Cook v. Tait, 265 U.S. 47 (1924)
LINK TO CASE: https://scholar.google.com/scholar_case?case=10657110310496192378
SIGNIFICANCE:
- Deals with citizens abroad who file a 1040 as “U.S. persons” under 26 U.S.C. 911.
- Establishes the income tax as a world wide tax applying to everyone everywhere in the world who files the 1040.
- Establishes government protection abroad as a “benefit” that must be paid for.
- Establishes “U.S. person” status as VOLUNTARY for American nationals born within the exclusive jurisdiction of a constitutional state.
- President Taft, the guy who proposed the Sixteenth Amendment in 1909 and got it fraudulently ratified as President heard this case as the Chief Justice.
The fact that the “citizen* of the United States****(government, not geography)” that the income tax is imposed upon in 26 C.F.R. §1.1-1(a) is a voluntary franchise office as held by this case actually makes it much harder to understand and convey to others.

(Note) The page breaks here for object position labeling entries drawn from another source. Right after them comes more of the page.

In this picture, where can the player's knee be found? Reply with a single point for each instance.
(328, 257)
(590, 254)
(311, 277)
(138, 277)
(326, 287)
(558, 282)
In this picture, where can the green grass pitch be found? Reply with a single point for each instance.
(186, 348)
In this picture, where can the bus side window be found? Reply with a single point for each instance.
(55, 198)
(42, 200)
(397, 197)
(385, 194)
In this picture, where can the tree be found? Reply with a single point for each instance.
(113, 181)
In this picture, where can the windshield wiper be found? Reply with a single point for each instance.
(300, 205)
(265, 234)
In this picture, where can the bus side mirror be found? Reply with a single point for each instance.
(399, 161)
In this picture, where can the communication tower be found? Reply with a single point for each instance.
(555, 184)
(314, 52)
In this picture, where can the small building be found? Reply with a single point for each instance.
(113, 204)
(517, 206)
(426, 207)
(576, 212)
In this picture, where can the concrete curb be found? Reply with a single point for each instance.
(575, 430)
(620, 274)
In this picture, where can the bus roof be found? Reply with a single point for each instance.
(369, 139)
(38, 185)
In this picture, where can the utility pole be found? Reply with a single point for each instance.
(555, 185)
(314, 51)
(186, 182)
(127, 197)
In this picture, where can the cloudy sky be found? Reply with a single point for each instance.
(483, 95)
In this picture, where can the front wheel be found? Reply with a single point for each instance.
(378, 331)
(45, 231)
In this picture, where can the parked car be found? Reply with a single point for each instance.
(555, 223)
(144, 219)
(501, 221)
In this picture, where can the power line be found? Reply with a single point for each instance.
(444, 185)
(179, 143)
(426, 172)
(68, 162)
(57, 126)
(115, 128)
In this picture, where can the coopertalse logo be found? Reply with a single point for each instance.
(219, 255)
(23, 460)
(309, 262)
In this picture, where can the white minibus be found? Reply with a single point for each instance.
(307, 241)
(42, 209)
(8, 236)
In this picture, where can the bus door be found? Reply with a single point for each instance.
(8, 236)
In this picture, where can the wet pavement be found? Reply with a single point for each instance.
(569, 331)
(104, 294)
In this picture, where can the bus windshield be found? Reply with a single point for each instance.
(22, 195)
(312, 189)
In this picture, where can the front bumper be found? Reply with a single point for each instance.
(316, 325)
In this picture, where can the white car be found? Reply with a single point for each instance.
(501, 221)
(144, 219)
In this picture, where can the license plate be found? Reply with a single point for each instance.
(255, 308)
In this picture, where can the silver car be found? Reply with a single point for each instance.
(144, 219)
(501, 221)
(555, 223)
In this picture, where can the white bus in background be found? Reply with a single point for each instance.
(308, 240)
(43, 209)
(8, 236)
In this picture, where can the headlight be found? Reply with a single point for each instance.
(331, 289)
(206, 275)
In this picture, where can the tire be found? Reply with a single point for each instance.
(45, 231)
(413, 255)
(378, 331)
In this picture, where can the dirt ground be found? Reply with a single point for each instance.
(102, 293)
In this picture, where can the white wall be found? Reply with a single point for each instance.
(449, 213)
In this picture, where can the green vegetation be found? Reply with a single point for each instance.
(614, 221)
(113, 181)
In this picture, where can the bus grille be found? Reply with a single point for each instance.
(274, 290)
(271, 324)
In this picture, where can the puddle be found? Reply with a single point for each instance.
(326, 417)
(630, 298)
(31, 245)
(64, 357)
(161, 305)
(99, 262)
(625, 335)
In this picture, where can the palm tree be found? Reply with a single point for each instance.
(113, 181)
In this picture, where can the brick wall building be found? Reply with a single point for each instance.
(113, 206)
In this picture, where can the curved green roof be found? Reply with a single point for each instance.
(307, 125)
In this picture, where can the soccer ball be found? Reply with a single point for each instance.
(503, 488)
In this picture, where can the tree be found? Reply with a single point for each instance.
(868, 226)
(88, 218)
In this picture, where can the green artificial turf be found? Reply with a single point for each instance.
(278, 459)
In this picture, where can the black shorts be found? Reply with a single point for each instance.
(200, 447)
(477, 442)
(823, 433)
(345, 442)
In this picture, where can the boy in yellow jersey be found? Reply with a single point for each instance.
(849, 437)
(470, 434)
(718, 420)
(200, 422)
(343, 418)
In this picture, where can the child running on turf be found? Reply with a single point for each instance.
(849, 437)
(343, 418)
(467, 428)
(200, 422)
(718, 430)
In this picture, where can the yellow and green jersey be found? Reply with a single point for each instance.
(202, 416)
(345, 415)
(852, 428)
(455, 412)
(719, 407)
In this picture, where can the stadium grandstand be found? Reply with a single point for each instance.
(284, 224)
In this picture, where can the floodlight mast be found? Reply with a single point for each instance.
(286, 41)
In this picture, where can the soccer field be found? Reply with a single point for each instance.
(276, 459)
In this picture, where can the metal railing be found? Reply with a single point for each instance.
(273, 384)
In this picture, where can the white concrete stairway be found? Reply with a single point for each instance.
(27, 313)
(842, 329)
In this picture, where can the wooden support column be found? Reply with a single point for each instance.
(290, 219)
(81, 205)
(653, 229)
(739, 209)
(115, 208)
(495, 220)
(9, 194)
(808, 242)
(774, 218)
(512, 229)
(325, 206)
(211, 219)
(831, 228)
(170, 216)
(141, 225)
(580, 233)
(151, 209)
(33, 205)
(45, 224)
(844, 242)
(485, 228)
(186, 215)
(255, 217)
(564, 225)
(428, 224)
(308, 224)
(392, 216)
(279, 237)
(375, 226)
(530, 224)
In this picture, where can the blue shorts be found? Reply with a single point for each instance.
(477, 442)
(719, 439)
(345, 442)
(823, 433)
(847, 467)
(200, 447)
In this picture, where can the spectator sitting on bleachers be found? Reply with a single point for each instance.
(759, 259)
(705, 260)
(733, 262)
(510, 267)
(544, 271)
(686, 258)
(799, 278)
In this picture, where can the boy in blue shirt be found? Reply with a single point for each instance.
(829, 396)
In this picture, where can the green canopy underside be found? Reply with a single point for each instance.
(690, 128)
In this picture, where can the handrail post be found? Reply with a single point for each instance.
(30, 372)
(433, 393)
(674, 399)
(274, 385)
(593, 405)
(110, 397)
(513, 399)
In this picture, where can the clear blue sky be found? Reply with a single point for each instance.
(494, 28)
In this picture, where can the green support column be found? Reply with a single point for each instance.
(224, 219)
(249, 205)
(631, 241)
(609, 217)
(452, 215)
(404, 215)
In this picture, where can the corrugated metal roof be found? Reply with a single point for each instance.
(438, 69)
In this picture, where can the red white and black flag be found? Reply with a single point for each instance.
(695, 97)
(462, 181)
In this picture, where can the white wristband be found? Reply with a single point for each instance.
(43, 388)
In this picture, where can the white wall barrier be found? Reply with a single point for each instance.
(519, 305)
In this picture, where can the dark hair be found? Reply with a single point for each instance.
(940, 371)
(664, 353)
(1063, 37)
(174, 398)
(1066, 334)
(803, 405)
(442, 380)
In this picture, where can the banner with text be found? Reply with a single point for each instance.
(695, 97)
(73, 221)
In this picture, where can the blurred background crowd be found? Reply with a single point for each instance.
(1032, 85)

Most think, “Because I’m a ‘citizen,’ I am a ‘U.S. person.'” But it’s an election that transcends domicile, and the franchisee is a CIVIL “citizen**+D” within the civil jurisdiction of the “United States.”
“In other words, the principle was declared that the government, by its very nature, benefits the [person who ELECTS the CIVIL STATUTORY FRANCHISE STATUS OF] citizen [on a 1040 Tax form like Cook did] and his property wherever found and, therefore, has the power to make the benefit complete. Or to express it another way, the basis of the power to tax was not and cannot be made dependent upon the situs of the property in all cases, it being in or out of the United States, and was not and cannot be made dependent upon the domicile of the citizen, that being in or out of the United States, but upon his relation [CIVIL FRANCHISE STATUS ELECTION] as citizen to the United States and the relation of the latter to him as citizen. The consequence of the relations is that the native citizen who is taxed may have domicile, and the property from which his income is derived may have situs, in a foreign country and the tax be legal — the government having power to impose the tax.
[Cook v. Tait, 265 U.S. 47, 56 (1924);SOURCE: https://scholar.google.com/scholar_case?case=10657110310496192378]
The U.S. Supreme Court in the above HID the main source of its jurisdiction to enforce upon Cook by NOT mentioning that the ORIGIN of it was his “election” to be treated as a privileged “U.S. person” by filing a 1040 form at the time and checking the box labelled “Are you a citizen or resident of the United States”. See for yourself:
Cook v. Tait, 265 U.S. 47 (1924), Citizenship of George W. Cook, Exhibit #01.025
https://sedm.org/Exhibits/EX01.025-CookVTait-Citizenship.pdf
They didn’t have the 1040-NR form at the time and only had the 1040, and that form required an election to be a “U.S. person”. That election process was first offered on the 1920 1040 form so that people could OPT OUT and choose nonresident alien by simply NOT checking that box. Today, you make the same election by simply filing the 1040 and avoid the election by filing the 1040-NR. This is why it is imperative to file the CORRECT FOREIGN tax return, the 1040-NR, and properly aver status in all litigation as “Citizen of the State of New York and resident of the borough of Brooklyn” (for example).